Un moment essentiel de la réception de l’œuvre de Soutine aux Etats-Unis est la rétrospective de plus de 70 œuvres organisée au Museum of Modern Art de New York en 1950 que De Kooning a certainement vue. Une exposition évoquée ici, avec les extraordinaires paysages torturés de Céret et de nouvelles figures allongées aux grandes mains expressives dont un Homme au manteau vert particulièrement frappant, avec une tête et une main sur laquelle elle s’appuie, complètement démesurées.

Dans le catalogue de l’exposition du MoMA, son commissaire Monroe Wheeler se demandait : "Soutine était-il à l’époque ce qu’on pourrait appeler un expressionniste abstrait ?". "Une des questions qui se posent à ce moment-là, c’est la façon dont les critiques de l’époque et les artistes ont pu regarder l’œuvre de Soutine en la confrontant à la peinture qu’ils essayaient de développer", remarque Claire Bernardi.
Deuxième moment important, en 1952, De Kooning bénéficie d’une visite privée de la fondation Barnes, qui n’est pas ouverte au public à l’époque. Il dira bien plus tard à quel point cette visite l’a marquée. "Il parle de la lumière qui se dégage des œuvres de Soutine, en la comparant à celle de Matisse", raconte Claire Bernardi. C’est l’époque où il peint ses Woman, des figures entre abstraction et figuration, où la femme au visage déformé et le fond se mêlent.
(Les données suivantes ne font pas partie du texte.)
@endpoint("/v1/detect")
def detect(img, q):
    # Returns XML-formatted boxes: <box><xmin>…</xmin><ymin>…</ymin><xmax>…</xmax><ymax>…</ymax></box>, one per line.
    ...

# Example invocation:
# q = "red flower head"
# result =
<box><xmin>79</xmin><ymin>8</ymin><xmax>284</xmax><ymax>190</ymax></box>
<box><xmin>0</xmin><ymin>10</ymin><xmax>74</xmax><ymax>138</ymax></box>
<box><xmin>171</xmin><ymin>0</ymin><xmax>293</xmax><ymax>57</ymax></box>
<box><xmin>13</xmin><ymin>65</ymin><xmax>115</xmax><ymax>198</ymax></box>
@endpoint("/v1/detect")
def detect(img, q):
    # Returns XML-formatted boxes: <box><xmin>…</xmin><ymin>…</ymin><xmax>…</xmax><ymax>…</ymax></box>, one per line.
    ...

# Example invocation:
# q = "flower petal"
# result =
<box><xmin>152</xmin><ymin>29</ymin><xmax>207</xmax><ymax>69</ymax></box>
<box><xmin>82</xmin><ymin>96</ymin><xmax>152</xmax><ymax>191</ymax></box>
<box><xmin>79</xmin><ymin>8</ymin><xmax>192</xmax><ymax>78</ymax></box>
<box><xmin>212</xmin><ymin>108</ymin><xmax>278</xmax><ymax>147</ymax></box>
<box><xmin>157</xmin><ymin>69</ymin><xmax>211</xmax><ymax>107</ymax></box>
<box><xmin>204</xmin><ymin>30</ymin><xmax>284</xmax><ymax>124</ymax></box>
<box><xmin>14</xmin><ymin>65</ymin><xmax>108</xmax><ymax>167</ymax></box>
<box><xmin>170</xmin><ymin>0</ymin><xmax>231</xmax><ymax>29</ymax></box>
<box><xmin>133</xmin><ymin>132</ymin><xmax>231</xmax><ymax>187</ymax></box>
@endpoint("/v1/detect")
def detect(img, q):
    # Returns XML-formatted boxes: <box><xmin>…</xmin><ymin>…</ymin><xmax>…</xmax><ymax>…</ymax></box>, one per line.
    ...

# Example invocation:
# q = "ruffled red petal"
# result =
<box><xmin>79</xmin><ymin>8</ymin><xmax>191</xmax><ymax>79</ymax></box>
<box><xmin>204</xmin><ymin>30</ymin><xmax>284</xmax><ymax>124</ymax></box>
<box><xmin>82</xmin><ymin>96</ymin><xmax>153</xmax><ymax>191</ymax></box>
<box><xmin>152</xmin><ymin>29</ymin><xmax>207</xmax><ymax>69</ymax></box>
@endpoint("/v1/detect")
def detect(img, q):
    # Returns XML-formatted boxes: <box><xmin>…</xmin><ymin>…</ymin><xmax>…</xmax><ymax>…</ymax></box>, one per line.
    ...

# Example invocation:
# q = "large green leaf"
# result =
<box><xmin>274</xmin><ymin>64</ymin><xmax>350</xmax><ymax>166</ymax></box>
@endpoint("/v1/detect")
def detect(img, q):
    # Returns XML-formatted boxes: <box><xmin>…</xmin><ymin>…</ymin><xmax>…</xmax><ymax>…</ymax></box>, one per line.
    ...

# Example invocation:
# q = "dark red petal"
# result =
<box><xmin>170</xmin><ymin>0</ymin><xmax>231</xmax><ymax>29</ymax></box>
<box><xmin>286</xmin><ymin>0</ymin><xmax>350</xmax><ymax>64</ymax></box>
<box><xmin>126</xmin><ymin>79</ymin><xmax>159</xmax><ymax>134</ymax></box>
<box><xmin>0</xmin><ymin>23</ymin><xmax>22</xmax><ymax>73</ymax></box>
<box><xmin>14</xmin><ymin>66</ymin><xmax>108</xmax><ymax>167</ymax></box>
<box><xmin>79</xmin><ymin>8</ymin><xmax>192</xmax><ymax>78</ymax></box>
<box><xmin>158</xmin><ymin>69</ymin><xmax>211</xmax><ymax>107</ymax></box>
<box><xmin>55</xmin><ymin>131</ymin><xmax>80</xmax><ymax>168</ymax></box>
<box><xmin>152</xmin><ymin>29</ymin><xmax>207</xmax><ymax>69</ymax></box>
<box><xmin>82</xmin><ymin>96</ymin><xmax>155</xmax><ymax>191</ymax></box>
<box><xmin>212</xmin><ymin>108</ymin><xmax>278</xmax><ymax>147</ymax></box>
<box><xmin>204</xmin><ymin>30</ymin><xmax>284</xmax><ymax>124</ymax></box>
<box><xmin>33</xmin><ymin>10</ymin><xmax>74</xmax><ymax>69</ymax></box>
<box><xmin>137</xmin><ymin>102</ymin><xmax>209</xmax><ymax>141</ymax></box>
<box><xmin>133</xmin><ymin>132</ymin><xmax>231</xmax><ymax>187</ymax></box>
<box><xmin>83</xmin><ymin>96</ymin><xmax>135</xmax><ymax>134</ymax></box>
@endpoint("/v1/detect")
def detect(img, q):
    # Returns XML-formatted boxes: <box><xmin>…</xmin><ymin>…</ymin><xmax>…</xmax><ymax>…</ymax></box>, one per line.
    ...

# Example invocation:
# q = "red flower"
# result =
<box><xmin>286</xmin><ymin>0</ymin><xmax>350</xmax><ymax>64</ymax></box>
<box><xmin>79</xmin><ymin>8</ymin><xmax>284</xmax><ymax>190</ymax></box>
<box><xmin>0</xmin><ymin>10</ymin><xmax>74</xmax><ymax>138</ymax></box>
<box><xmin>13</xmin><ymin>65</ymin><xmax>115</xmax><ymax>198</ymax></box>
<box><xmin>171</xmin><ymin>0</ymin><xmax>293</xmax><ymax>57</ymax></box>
A l’époque, il commence à se faire connaître comme artiste abstrait "et ça fait quelques remous dans le monde de l’art américain" quand il les montre, raconte la commissaire. Mais "cette figure de femme lui colle à la peau et reste dans la suite de sa peinture, jusque dans des œuvres des années 1970", ajoute-t-elle.


Willem de Kooning (1904-1997), "Femme dans un paysage III (Woman in Landscape III)", 1968,
Whitney Museum of American Art, New York ; purchase with funds from Mrs. Bernard F. Gimbel and the Bernard F. and Alva B. Gimbel Foundation Artwork (©The Willem de Kooning Foundation / Adagp, Paris 2021, Digital Image © Whitney Museum of American Art)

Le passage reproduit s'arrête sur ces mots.